Più apertura e meno politica. I cinque auguri al nuovo corso arbitrale

La rosa a disposizione del designatore Rocchi non presenta fuoriclasse ma si può sfruttare il lavoro in profondità del predecessore Rizzoli

L’obiettivo del neo designatore Gianluca Rocchi è ambizioso ma non impossibile: prendere esempio dalla Nazionale e ripetere l’impresa del c.t. Mancini. Cioè puntare sullo spirito di gruppo e creare una squadra unita, coesa, responsabile, con tanti uomini intercambiabili, che sappiano comportarsi in campo e fuori (evitando errori e scivolate come il caso rimborsi…), facilitando così le sue scelte.

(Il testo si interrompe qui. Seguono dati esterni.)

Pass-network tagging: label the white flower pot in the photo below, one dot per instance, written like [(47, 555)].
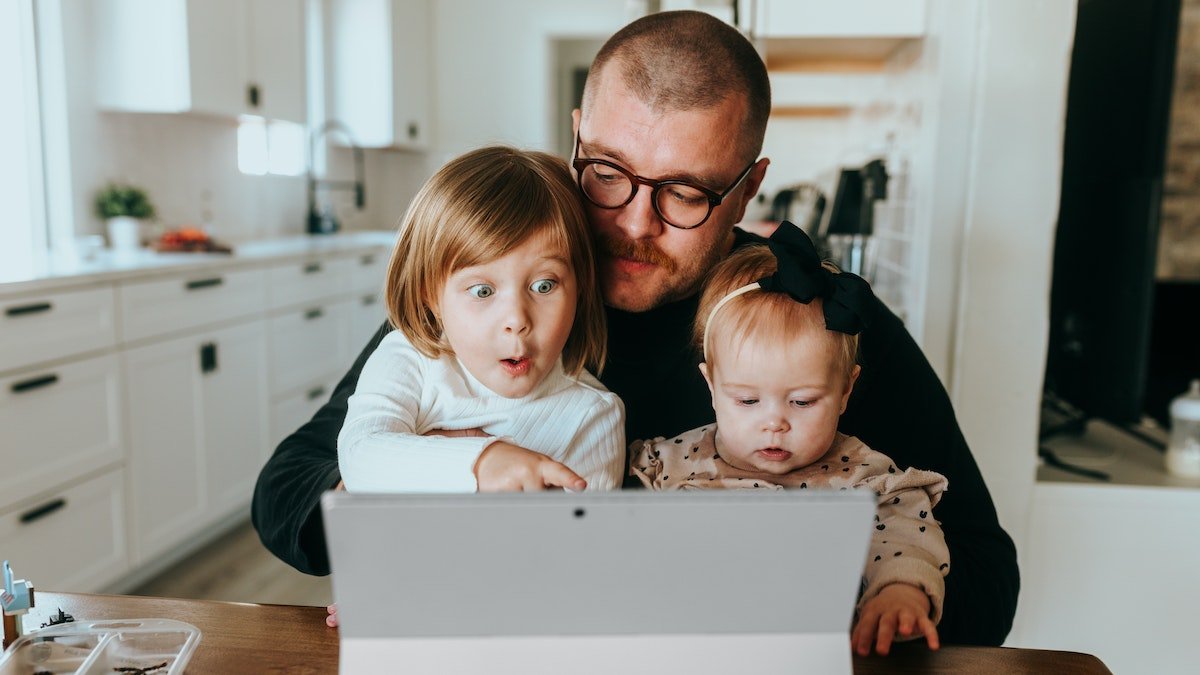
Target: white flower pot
[(124, 233)]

L’Italia del calcio dimostra che anche senza top player assoluti si possono raggiungere risultati egregi. La rosa a disposizione di Rocchi non presenta fuoriclasse ma al contrario di Mancini, che ereditò una Nazionale esclusa dai Mondiali, il neo designatore può sfruttare il lavoro in profondità del suo predecessore, Rizzoli, con cui ha lavorato con profitto e stima reciproca, lo scorso anno. Il presidente Aia Trentalange dopo lunghe e tortuose settimane di riflessioni e dopo tanti rumors e retroscena politici, ha presentato la sua squadra. Il suo primo progetto (una costruzione di doppi ruoli, pesi e contrappesi…) era stato bocciato senza appello dal presidente Figc Gravina, che ha avuto un ruolo importante nello spingere verso questa nuova pagina che punta invece su una figura giovane, credibile e ben vista dal mondo arbitrale nazionale, internazionale e dai club. Nella commissione non è più rientrato l’ex designatore Messina. Da vedere a chi Rocchi affiderà l’area Var, di cui per ora si occuperà direttamente.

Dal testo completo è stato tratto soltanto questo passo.